It’s crazy how advanced phone cameras have gotten over last few years. Eight years ago, they were mere curiosities; today they can record 4K UHD video.  But, making great video from your smartphone is not just about the technical abilities of its camera. It’s also about your proficiency in using it.

Take your time getting to know all the features your smartphone camera offers. Practice shooting footage with it. Familiarize yourself with how your smartphone reacts to natural sunlight and cloudy days. Find out if the lens distorts your face at all. Many will distort, even if just a bit, as the lenses are very wide angled and need a bit of a roundness to their shape, giving a small fisheye look, in order to be a wide-angle lens.

As with any camera, recording good footage means keeping the smartphone as stable as possible. A solid tripod, monopod or gimbal will take care of that. Shop around for the best devise that suites your needs. It’s always good to do some research. Have a look at these two amazing smartphone gimbals.

Managing your sound is also important when shooting with your smartphone. Smartphones are known for capturing great picture. But not so well received when it comes to

recording sound. There are a lot of options in this area. I suggest looking into them and preparing to purchase extra equipment to elevate this lacking area. Zoom (a well-known audio company) has a solution for iPhones and iPads. It’s called the IQ7 or IQ6. https://www.zoom-na.com/products/handy-recorder/zoom-iq7-professional-stereo-microphone-ios

Android users don’t worry. You have a cool sound addon as well. It’s called the iRig Mic Cast (also available for iPhone): http://www.ikmultimedia.com/products/irigmiccast

Even with professional sound equipment, if you record indoors, make sure you’re in a quiet area (limit air-conditioning and heater noise) with your talent as close to the smartphone mic as possible.

 

As is the case with any video production, properly lighting your shot is vital. Just because you’re using a smartphone doesn’t mean you can always get away with the room’s natural light. Extra light sources will make your footage pop in ways you never thought your smartphone could manage. Nothing says amateur video quicker than poor lighting and poor sound, so take them both seriously. With your lights, take time playing. It’s an art. Bounce light off walls and ceilings. Play with the colour of your lights. Remember to light the space behind you as well. If you have a special sign or your logo in the shot, add extra light on it. Your own local big box store will have all kinds of small and big, soft and strong, lights for pretty cheap.

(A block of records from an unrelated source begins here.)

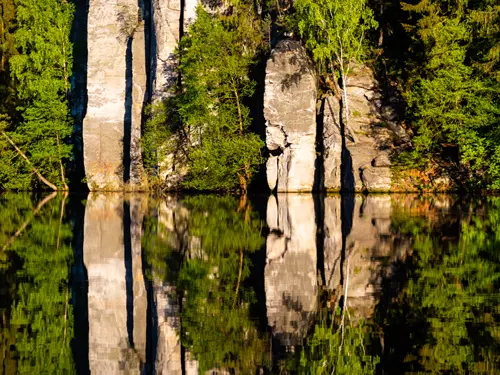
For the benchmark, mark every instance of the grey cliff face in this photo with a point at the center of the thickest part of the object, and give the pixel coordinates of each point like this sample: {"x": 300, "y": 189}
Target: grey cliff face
{"x": 356, "y": 153}
{"x": 290, "y": 112}
{"x": 168, "y": 22}
{"x": 116, "y": 87}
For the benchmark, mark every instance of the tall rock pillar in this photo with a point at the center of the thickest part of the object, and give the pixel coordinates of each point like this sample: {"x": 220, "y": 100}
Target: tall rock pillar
{"x": 290, "y": 112}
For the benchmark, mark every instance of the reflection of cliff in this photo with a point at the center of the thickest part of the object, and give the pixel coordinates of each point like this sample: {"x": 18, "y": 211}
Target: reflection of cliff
{"x": 365, "y": 251}
{"x": 117, "y": 302}
{"x": 171, "y": 357}
{"x": 290, "y": 273}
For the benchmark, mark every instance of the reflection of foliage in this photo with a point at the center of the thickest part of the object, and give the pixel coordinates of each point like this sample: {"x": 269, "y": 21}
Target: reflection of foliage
{"x": 40, "y": 325}
{"x": 331, "y": 350}
{"x": 451, "y": 300}
{"x": 215, "y": 316}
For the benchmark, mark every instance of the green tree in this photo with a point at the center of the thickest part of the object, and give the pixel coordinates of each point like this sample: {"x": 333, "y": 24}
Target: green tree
{"x": 209, "y": 111}
{"x": 42, "y": 70}
{"x": 214, "y": 237}
{"x": 335, "y": 32}
{"x": 449, "y": 305}
{"x": 453, "y": 94}
{"x": 39, "y": 324}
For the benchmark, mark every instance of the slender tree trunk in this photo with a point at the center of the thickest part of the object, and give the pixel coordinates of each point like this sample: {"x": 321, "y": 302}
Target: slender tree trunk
{"x": 240, "y": 118}
{"x": 346, "y": 103}
{"x": 63, "y": 178}
{"x": 23, "y": 155}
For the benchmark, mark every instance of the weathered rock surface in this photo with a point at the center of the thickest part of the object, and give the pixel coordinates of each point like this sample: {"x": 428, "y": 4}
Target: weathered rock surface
{"x": 166, "y": 19}
{"x": 114, "y": 279}
{"x": 369, "y": 135}
{"x": 332, "y": 145}
{"x": 290, "y": 271}
{"x": 166, "y": 34}
{"x": 290, "y": 112}
{"x": 112, "y": 101}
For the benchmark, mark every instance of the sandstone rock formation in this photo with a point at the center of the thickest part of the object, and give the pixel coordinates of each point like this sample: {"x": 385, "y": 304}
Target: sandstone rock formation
{"x": 116, "y": 85}
{"x": 290, "y": 112}
{"x": 290, "y": 271}
{"x": 368, "y": 137}
{"x": 115, "y": 281}
{"x": 165, "y": 37}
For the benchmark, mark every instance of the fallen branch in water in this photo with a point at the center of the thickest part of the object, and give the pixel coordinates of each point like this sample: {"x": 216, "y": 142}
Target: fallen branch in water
{"x": 23, "y": 155}
{"x": 26, "y": 223}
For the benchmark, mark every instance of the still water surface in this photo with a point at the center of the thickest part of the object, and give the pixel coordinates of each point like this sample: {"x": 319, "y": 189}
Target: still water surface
{"x": 287, "y": 284}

Here’s something smartphones have over standard cameras; they weigh significantly less and thus, can record in angles and places that would otherwise not be possible.

I don’t mean for you to go crazy with your camera angles, or forget the basics of good composition, when framing your video. But using a phone will allow you a little more freedom to experiment and to capture angles you may have otherwise been unable to get before.

Apps for Editing

Now that your footage has been captured, the next step is to edit your video. There are a number of apps available. Some are free. Some cost a small fee. Don’t worry though; since we’re talking about tablet apps, the amount of money you’ll spend is about $20. Here are a few apps I recommend for your editing workflow. They are affordable, easy to use and give you the most editing features – making your smartphone video even that much more polished.

  • Video Editor-HD: Very easy to use on an Android tablet. Basic tools.
  • Adobe Premier Clip: I use this one. It can colour correct… in a small way.
  • iMovie: Apple’s simple editing software seems to work better in the mobile realm than on desktops. Great tool for editing directly on your iPhone.
  • PowerDirector: This is the most robust of these four apps that I recommend. It’s got some cool FX.

Regardless of the program you use, the same basic editing principles still apply: always try to start with lots of footage, but then don’t be afraid to make the hard cuts (stuff that might look great but doesn’t fit in your story or pacing.) A trimmed down video doesn’t mean the quality of your message/story has gone. Trust me, Cut, cut… and cut some more.